『ムーラン』ディズニーや主演女優への批判やボイコットはなぜ?その理由をわかりやすく解説!

ディズニー映画『ムーラン』、SNSで批判やボイコットの声続出、なぜ?

2020年9月4日より、ディズニーの動画配信サービス、ディズニープラスで日本でも配信公開が開始されたディズニーの最新映画『ムーラン』。以前本ブログでも映画の視聴方法をまとめた記事を投稿しましたが、現在その映画『ムーラン』に対し、SNS上で「#BoycottMulan」、「#BanMulan」といったハッシュタグを用いた批判やボイコットの声が続出しています。今回はその理由と背景について、わかりやすくまとめていきたいと思います。

主演女優が香港の反政府デモに対応する警察を支持

今回、映画に対して反発が起きているのには、大きく2つの要因があるのですが、まずひとつめは、主演のムーラン役の女優、リウ・イーフェイさんが、香港で起こっている反政府デモに対して、自身のSNSで警察の対応を支持したことにあります。

新疆ウイグル自治区で撮影が行われた

そして、ふたつめは、映画の撮影が中国の新疆ウイグル自治区にて行われたことが、映画のエンドクレジットにて発覚したことにあります。エンドクレジットにて新疆ウイグル自治区の複数の政府機関に対し撮影協力の感謝の意を表しているとして、反発が起こっています。

香港の反政府デモ、何が問題?

では、これら2つの事案は、何が問題なのでしょうか?まず、主演女優、リウ・イーフェイさんが香港の反政府デモに対する警察の対応を支持したことについてです。
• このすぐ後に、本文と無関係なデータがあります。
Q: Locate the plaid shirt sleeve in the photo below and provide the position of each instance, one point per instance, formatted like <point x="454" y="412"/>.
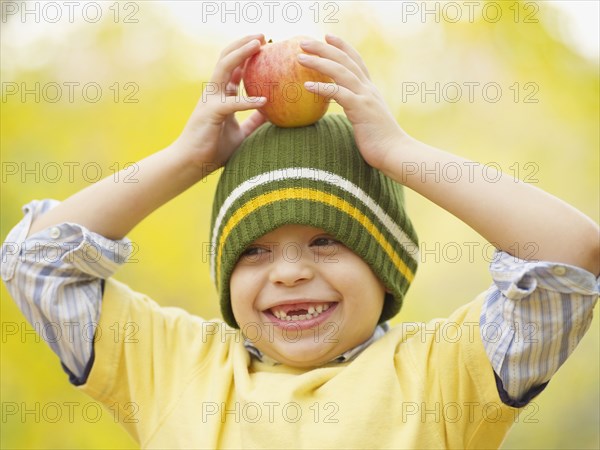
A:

香港では、2019年6月ごろから犯罪容疑者を中国本土へ引き渡しすることを認める「逃亡犯条例」の改正案に反対するデモが多発しています。香港は「香港特別行政区基本法」などによって中国本土にはない自由があり、今回の「逃亡犯条例」は香港の民主化・自由を奪いかねないものだとして反発するデモが起こっているんですね。これらのデモで、警察がデモ隊を排除しようとする動きの中、2019年11月には初めて死者が出る事態にまで発展しました。その後、警察官が丸腰のデモ隊への発砲を行う等、デモ隊と警察との衝突が市内各地で起こるようになりました。警察もデモ隊も暴力の激しさが増す中で、『ムーラン』主演女優のリウ・イーフェイさんは自身のSNS(Weibo)にて、香港警察を支持する旨のコメントを残し、注目を集め、主に香港民主化を支持する人々によって映画『ムーラン』のボイコット運動に発展しました。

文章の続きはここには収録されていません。